回 収:保護者より評価機関に直接返送してもらった。
利用者本人確認
(実施期間)
平成28年12月26日、12月27日
・訪問実地調査の両日とも各クラスの午前中の保育時間を中心に、食事、排せつ、午睡の状況、登降園の様子等を観察。
・乳児については主に観察調査、幼児については観察と食事の時間等に適宜聞き取り調査を実施。

総評(評価結果についての講評)

【施設の概要】
十日市場のぞみ保育園は、JR横浜線「十日市場」駅から徒歩約2分、環状4号線沿いにあります。大通りから一歩入ると緑が多い住宅地となっていて、田んぼも広がっています。平成18年(2006年)4月、テンプスタッフ・ウイッシュ株式会社により開設されました。園は4階建てビルの1階を使用し、保育室、厨房、事務室などから成り、保育室は、ワンフロアを背の低い棚で3つの区画に仕切り、0歳児室、1、2歳児室、幼児室としています。幼児は、3、4、5歳異年齢の1クラス編成です。保育室の外側にテラスがあり、園庭につながっています。定員は36名(産休明け~5歳児)、開園時間は、平日7時00分~20時00分、土曜日7時00分~16時00分です。保育理念を、“自立・自律を促進し、子どもと大人の関わり合いの中で育ちあっていく「響育」を心がけます。”とし、保育方針を“生きる力の基礎を育てる。違いを認め合える気持ちを育てる。”としています。

1.高く評価できる点  
●子どもたちは、一人一人の気持ちや生活リズムを尊重され、園生活を楽しんで過ごしています 
朝の時間、子どもたちは、粘土・ブロック・ミニカー・ままごとセットなどでの遊びに熱中しています。ひとりで好きなことに熱中したり、友達と一緒に遊んだりさまざまです。「お医者さんごっこがしたい」の声で、周りの子どもたちが衝立や椅子・テーブルを並べて診察室や待合室、薬局を作り、保育士が出してくれた聴診器・薬などと書いたカードを適当な位置に置きます。お医者さん役、患者役、薬屋さん役など、異年齢クラスのほとんどの子どもが関わる遊びに発展する場面もあります。また、園庭での遊びでも、ひとりで玉入れやボール遊びをしたり、みんなで鬼ごっこやサッカーで遊んだりしています。日々の保育にあたっては、遊ぶ・食べる・寝るなどの活動時間に幅を持たせ、子ども一人一人のリズムや区切りを大切にする「流れる日課」が取り入れられています。例えば、散歩や園庭遊びで、みんなで外に出かけるとき、室内での遊びをそのまま続けている子どもがいても、保育士は急かしたり強制することはなく、部屋に残る子どもはほかの保育士に見守りを依頼しています。子どもたちが、自分の好きなことを中断せずに、じっくりと十分に遊び込める時間が毎日確保されています。また、給食は、クラスの全員が一斉に食べ始めるのではでなく、給食の時間内であれば、一人一人が自分の判断で食べたいときに摂ることができるようになっています。保育士は、室内や戸外の遊びの場で、危険のないように見守りながら、遊びを発展させるよう、さりげなく話しかけたり、おもちゃや遊具などを補充したりしています。
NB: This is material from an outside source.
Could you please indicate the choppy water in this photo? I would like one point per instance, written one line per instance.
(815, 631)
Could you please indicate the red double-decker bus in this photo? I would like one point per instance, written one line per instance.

子どもたち一人一人が「自分のやりたいことができた、やりきった」という満足感と自己肯定感が得られるよう全員で取り組んでいます。

2.独自に取り組んでいる点 
●わらべうたを保育に取り入れています 
園では、日々の生活のさまざまな場面で、わらべうたを取り入れています。歌いながら遊ぶことで、言葉を覚えるほか、友達と手を繋ぐなど互いにスキンシップを重ねることで、人に対する信頼感や思いやりの心が育つようにしています。また、子どもたちの集中力や遊びの流れが止まったときなどに、保育士がわらべうたを歌って気持ちを落ち着かせ、次の遊びにつないでいます。年間指導計画中に、年齢別・期別に、わらべうたの曲名を設定し、外部から講師が月1回程度来園し、わらべうたを子どもたちに教えています。習った曲を日々の活動の中で随時取り入れ歌っているので、散歩で出かけた際に自然にわらべうたを口ずさんだり、隣のクラスでわらべうたの遊びが始まると、一緒に歌い出すなど、子どもたちも親しんでいます。

3.さらなる工夫が期待される点 
●地域の子育て支援の充実が期待されます 
子育て支援サービスとして、毎週土曜日に園庭開放をおこなっていますが、まだ利用者は多くないのが現状です。園の掲示板で知らせているだけなので、地域の自治会の協力を得て、掲示板を利用させてもらうことなどが考えられます。また、育児相談や地域住民に向けての子育てや保育に関する講習・研修会などを実施するには至っていません。子育て支援を充実し、より地域に根付いた園となることが期待されます。

●保護者との連携・交流を密にすることが期待されます 
園では、連絡帳や連絡ノートを用いて、保護者と情報交換を密にするとともに、日々の活動の様子を「本日の活動」として、写真やイラスト等も用いて掲示し、迎えに来た保護者に伝えています。しかし、今回の利用者家族アンケートにおいて、「年間の保育や行事に関する説明」「保育中にあったケガに関する保護者への説明やその後の対応」「保護者懇談会や個別面談などによる話し合いの機会」「意見や要望への対応」などの項目では、「不満」「どちらかといえば不満」の回答が多くなっています。保護者とじっくりと話し合う機会を増やし、連携・交流を密にすることが期待されます。